In general I would assume that this should always be the case. My first intuition was that maybe empty documents would change the sum, but that is also not the case, since empty documents just yield a topic distribution identical to alpha (which makes sense):
pd.DataFrame(lda_asym[[]])[1]
returns
0 0.203498
1 0.154607
2 0.124657
3 0.104428
4 0.089848
5 0.078840
6 0.070235
7 0.063324
8 0.057651
9 0.052911
which is identical to
lda_asym.alpha
array([ 0.20349777, 0.1546068 , 0.12465746, 0.10442834, 0.08984802,
0.0788403 , 0.07023542, 0.06332404, 0.057651 , 0.05291085])
which also sums to 1.
From a theoretical point of view, choosing different alphas will yield to completely different LDA models.
Alpha is the hyper parameter for the Dirichlet prior.
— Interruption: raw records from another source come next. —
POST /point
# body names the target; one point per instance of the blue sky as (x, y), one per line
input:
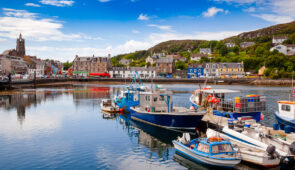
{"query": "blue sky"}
(60, 29)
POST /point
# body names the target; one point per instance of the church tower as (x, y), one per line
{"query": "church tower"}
(20, 46)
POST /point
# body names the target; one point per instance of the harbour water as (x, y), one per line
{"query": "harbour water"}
(63, 128)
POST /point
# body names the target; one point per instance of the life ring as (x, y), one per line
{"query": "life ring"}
(212, 99)
(215, 139)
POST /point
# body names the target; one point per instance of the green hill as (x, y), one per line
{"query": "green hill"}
(253, 57)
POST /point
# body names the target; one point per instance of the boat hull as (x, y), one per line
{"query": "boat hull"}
(259, 159)
(257, 156)
(188, 153)
(283, 122)
(176, 121)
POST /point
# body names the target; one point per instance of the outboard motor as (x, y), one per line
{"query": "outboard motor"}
(271, 150)
(292, 148)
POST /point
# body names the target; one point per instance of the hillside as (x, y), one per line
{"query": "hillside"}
(254, 57)
(176, 46)
(280, 29)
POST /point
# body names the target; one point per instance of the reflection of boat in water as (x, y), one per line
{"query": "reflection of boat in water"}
(107, 105)
(156, 108)
(213, 151)
(107, 115)
(188, 163)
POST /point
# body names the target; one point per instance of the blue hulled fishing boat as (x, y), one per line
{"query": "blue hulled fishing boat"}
(129, 96)
(156, 108)
(286, 115)
(215, 99)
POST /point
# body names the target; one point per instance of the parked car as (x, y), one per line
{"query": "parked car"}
(26, 76)
(16, 76)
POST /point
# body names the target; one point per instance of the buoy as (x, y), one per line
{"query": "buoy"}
(287, 129)
(275, 126)
(261, 116)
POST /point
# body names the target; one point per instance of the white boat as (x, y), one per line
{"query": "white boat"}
(250, 153)
(107, 105)
(208, 151)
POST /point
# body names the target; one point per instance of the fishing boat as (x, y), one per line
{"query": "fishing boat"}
(213, 151)
(156, 108)
(285, 116)
(129, 96)
(107, 105)
(215, 99)
(250, 152)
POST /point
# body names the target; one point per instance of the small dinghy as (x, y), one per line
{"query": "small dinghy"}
(107, 105)
(213, 151)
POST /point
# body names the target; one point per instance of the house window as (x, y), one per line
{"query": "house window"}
(286, 108)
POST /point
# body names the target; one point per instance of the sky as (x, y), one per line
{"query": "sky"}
(61, 29)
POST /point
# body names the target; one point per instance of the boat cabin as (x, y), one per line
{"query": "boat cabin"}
(212, 146)
(287, 109)
(156, 101)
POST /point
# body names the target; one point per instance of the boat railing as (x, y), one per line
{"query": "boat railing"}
(242, 105)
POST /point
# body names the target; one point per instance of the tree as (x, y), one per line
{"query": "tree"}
(180, 65)
(67, 65)
(236, 49)
(223, 50)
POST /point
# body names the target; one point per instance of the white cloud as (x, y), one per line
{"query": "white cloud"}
(162, 27)
(135, 31)
(32, 4)
(275, 11)
(250, 9)
(239, 1)
(33, 28)
(18, 13)
(274, 18)
(143, 17)
(284, 7)
(66, 53)
(213, 11)
(58, 3)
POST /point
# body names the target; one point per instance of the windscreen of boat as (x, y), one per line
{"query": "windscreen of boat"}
(221, 148)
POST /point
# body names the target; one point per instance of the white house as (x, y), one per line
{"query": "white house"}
(123, 72)
(205, 51)
(276, 39)
(150, 60)
(230, 45)
(211, 70)
(124, 61)
(197, 57)
(288, 49)
(246, 44)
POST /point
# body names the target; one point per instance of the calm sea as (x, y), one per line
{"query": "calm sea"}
(63, 128)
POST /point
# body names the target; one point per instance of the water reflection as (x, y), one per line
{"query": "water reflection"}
(64, 128)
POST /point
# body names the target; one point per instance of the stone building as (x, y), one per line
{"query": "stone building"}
(13, 64)
(124, 72)
(82, 66)
(205, 51)
(231, 70)
(20, 50)
(34, 65)
(165, 67)
(20, 46)
(124, 61)
(246, 44)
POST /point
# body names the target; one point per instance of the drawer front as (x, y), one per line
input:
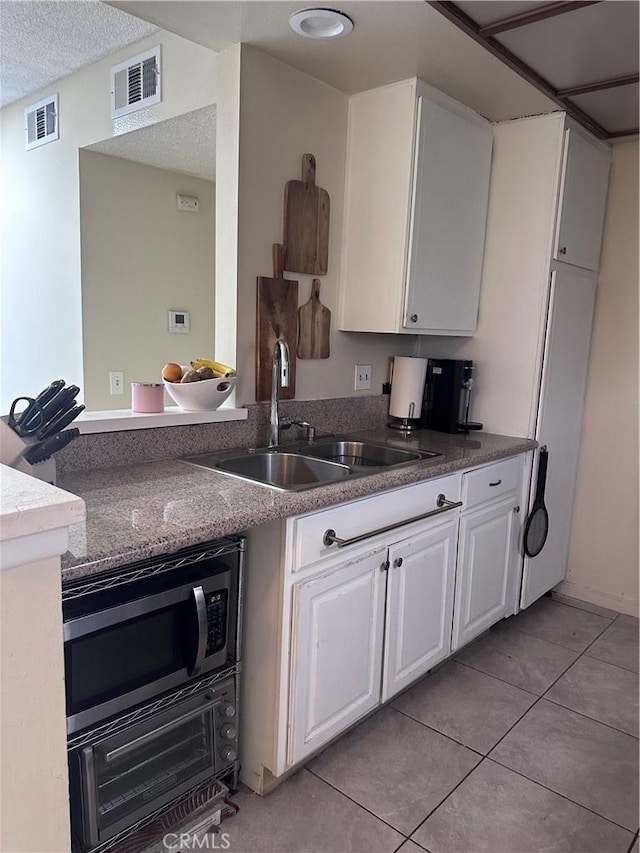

The Dirichlet prior is the distribution from which we draw theta. And theta becomes the parameter that decides what shape the topic distribution is. So essentially, alpha influences how we draw topic distributions. That is why choosing different alphas will also give you slightly different results for
lda.show_topics()
But I do not see why the sum over document probabilities should differ from 1 for any LDA model or any kind of document.